Bonino spent 90 minutes with Prime Minister Felipe Gonzalez and Foreign Minister Javier Solana after breakfast with Agriculture and Fisheries Minister Luis Atienza, seeking ways to revive negotiations which ended their latest session in Rabat on June 2 without agreement or a resumption date.
Solana told reporters after the meeting at Gonzalez's Moncloa Palace office the positions of Morocco and the EU in the fishing talks were still far apart.
Spain and the EU were willing to make adjustments to their position. "But we cannot accept an agreement which is not balanced," he said.
"The position of Morocco at the moment is unacceptable to Spain and to the European Union."
The last EU-Moroccan agreement on fishing in Moroccan waters expired on April 30, since when some 650 Spanish and 50 Portuguese fishing boats have been idle in harbour pending negotiation of a new accord.
The EU does not accept Morocccan demands for severe cuts in catches of all types of fish and a major increase in landings of fish in its own ports.
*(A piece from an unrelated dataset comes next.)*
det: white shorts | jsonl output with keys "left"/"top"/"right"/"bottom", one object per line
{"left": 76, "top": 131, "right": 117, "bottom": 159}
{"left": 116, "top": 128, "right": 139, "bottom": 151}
Morocco on June 2 rejected EU counterproposals.
Fishermen's guilds in Algeciras and other Andalusian ports agreed on Friday to continue blocking entry of Moroccan fish into Spain in protest against lack of a new accord and Morocco's stance in the negotiations.
Solana repeated the Spanish government's rejection of the fishermen's blockade as damaging to prospects for an agreement. "It is just throwing stones through our own roof," he said.
Bonino also urged an end to the blockade. "It does not help at all. It is an illegal act which doesn't help anyone...either in securing solidarity of European public opinion or in the negotiations."
The previous EU fishing deal with Morocco was the Union's most important external fisheries agreement, providing a livelihood for 28,000 fishermen and fish processors in southern Spain, Portugal and the Canary Islands.